If I didn't have Pine, I wouldn't have any firewood.  Well, almost...I do burn some Juniper and Larch.  But nearly all Lodgepole Pine.  It's pretty much all we have.  I'd love to burn all the wonderful hardwoods so many are accustomed to, but there are vast areas of the western U.S. in which they simply aren't available.  As far as characteristics like knots and sap go, there are something like 120 different species of Pine.  So when I say I don't have any significant trouble with either pitch or knots (which I don't), you gotta keep in mind that I'm most likely talking about a different Pine than that Pine with which you're familiar.  Rick


----------



## gmule (Apr 29, 2013)

If you come across beetle killed lodgepole pine it will be at 10% or less standing dead because of the way the bark beetles kill the tree.
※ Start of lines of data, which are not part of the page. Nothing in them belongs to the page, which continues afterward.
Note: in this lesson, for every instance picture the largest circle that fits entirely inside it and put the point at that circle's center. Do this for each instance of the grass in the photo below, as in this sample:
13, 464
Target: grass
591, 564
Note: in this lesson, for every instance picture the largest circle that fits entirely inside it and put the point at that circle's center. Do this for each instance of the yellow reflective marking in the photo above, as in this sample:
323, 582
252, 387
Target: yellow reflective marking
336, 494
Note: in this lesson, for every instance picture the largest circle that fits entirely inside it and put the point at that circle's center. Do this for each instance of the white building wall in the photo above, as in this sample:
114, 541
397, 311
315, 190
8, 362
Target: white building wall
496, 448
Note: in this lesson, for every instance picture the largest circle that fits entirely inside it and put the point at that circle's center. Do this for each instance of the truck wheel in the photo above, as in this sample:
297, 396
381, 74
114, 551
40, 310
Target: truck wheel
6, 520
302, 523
Probably the only tree you can bet a sandwich on that you can cut it, split it, and burn it in the same hour


----------



## Lumber-Jack (Apr 30, 2013)

bogydave said:


> Geography !
> 
> The " availability" part is really key  the other attributes are icing on the cake


No doubt, but some people turn their noses up at cake if it doesn't have the right icing on it.
My most readily available wood is cottonwood. There are a bunch of big ole cottonwoods just down the street from me. No thanks, I only have so much space to store wood, and i'm not going to waste it on cottonwood.
Next most available wood for me is spruce. It's a pain to split and kind of low on the BTU chart, main reason I don't bother with it is because it usually isn't dry enough to burn when I cut it. Which brings me too Lodgepole pine, I may have to drive a little further to get it, but I know the stuff I cut I can burn right away, and since I have limited space to store my firewood I want to get stuff that's already seasoned. So if getting wood that is pre-seasoned  is "icing", it's a kind of icing I can't do without.


----------